Original Bill of Rights will call Philly its home

Gov. Tom Corbett spoke Wednesday at the National Constitution Center, which announced an agreement with the New York Public Library. Students from Samuel Powel Elementary were on hand for the event. Rikard Larma/Metro
Gov. Tom Corbett spoke Wednesday at the National Constitution Center, which announced an agreement with the New York Public Library. Students from Samuel Powel Elementary were on hand for the event. Rikard Larma/Metro

One of the original copies of the Bill of Rights is coming home.

The National Constitution Center, just steps away from Independence Hall where the original 10 amendments to the United States Constitution were conceived, will now display one of the 12 surviving copies on loan from the New York Public Library.

In an agreement between the library and the Commonwealth, the historic document will be displayed at various venues throughout both New York and the Commonwealth for the next 100 years.
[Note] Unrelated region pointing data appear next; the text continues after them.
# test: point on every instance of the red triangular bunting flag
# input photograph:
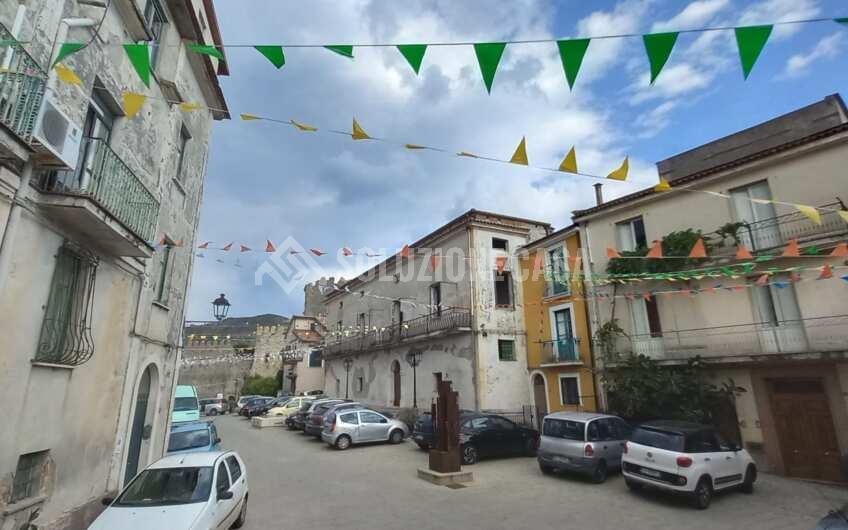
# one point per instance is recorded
(743, 253)
(792, 250)
(656, 251)
(698, 250)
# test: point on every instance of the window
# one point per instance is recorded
(506, 350)
(154, 17)
(569, 389)
(503, 289)
(315, 359)
(66, 328)
(182, 144)
(631, 234)
(163, 284)
(28, 475)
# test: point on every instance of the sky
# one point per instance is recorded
(268, 181)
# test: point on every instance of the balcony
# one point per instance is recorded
(561, 351)
(435, 324)
(103, 201)
(22, 83)
(741, 342)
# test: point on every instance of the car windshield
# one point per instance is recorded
(183, 404)
(168, 486)
(568, 429)
(659, 439)
(188, 440)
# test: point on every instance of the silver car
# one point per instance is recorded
(361, 426)
(584, 442)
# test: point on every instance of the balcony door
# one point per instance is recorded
(750, 206)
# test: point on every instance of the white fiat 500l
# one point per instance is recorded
(192, 491)
(686, 458)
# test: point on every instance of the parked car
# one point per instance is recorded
(186, 406)
(289, 407)
(177, 493)
(192, 437)
(347, 427)
(687, 458)
(484, 435)
(583, 442)
(315, 423)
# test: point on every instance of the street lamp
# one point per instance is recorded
(220, 307)
(414, 359)
(348, 363)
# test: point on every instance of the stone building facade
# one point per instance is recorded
(96, 256)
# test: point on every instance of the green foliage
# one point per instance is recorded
(639, 389)
(260, 386)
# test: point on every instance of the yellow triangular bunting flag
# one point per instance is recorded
(133, 103)
(304, 127)
(67, 75)
(810, 212)
(569, 163)
(662, 186)
(520, 155)
(358, 132)
(621, 172)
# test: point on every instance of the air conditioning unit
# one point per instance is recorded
(57, 138)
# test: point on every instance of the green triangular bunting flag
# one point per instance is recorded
(751, 40)
(274, 54)
(342, 49)
(489, 55)
(571, 52)
(68, 48)
(139, 56)
(205, 49)
(658, 46)
(414, 54)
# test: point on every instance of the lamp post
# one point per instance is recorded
(220, 307)
(414, 359)
(348, 363)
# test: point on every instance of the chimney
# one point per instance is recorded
(599, 194)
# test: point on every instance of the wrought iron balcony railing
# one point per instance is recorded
(822, 334)
(102, 176)
(22, 83)
(561, 351)
(445, 320)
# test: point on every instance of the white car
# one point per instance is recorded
(190, 491)
(687, 458)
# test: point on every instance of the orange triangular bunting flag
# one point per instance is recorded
(698, 250)
(656, 251)
(743, 253)
(792, 250)
(840, 251)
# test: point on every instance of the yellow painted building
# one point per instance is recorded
(559, 356)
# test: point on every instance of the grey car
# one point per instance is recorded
(584, 442)
(348, 427)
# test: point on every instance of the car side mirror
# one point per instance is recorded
(224, 495)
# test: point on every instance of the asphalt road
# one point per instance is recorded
(298, 482)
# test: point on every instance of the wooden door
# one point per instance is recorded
(805, 429)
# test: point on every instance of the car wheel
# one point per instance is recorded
(396, 436)
(703, 494)
(469, 455)
(599, 475)
(750, 478)
(242, 515)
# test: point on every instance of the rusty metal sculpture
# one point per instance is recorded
(444, 454)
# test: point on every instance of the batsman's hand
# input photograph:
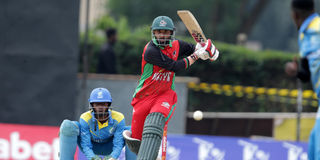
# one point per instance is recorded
(207, 51)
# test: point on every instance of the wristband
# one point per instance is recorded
(194, 57)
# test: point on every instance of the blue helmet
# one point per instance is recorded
(100, 95)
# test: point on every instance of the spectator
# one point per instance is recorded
(308, 67)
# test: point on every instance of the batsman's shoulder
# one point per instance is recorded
(315, 24)
(118, 116)
(86, 116)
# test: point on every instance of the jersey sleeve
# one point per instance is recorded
(153, 55)
(118, 140)
(85, 141)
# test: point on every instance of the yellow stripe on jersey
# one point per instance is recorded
(315, 24)
(86, 116)
(117, 116)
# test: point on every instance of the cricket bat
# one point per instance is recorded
(192, 25)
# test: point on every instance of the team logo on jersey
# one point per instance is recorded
(165, 104)
(163, 76)
(174, 53)
(163, 23)
(100, 95)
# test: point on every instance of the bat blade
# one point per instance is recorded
(192, 25)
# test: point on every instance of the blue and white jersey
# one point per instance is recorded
(94, 131)
(309, 44)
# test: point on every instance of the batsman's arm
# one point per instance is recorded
(153, 55)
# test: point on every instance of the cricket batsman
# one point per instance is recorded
(155, 99)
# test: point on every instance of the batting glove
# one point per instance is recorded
(207, 51)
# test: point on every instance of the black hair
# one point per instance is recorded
(305, 5)
(111, 32)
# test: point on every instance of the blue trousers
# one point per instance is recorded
(314, 140)
(69, 139)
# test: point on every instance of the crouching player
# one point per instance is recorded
(99, 131)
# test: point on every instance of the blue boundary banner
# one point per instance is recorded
(200, 147)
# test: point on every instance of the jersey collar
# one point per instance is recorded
(307, 21)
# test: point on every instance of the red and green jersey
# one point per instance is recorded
(159, 67)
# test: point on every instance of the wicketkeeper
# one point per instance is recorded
(98, 132)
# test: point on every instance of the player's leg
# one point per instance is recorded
(133, 138)
(161, 111)
(128, 153)
(151, 136)
(69, 132)
(311, 145)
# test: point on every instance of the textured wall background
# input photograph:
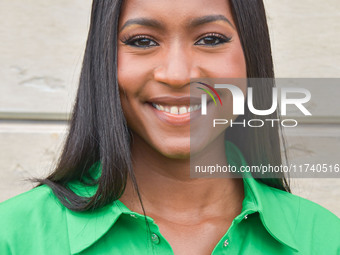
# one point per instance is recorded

It will be on display at the Constitution Center from Fall 2014 until 2017.

“For the first time in decades, this historic document will be seen by ‘We the People,’ the people who were granted these inalienable rights and privileges that we are still guided by today,” said Gov. Tom Corbett, who spoke at the museum this morning.

The Federal Government and each of the 13 states received a copy of the Bill of Rights in 1789. Today, only 12 remain.

The library, which obtained the copy in 1896 ,hasn’t displayed the document for extended periods of time due to preservation concerns.

Scholars believe New York’s original copy was destroyed in a fire. Pennsylvania’s copy disappeared in the 19th Century.

The original 10 amendments to Constitution are referred to as the Bill or Rights. The 10 were added after the Constitution was signed at the request of revolutionaries.

Since the adoption of the list in 1791, 17 more amendments have been made.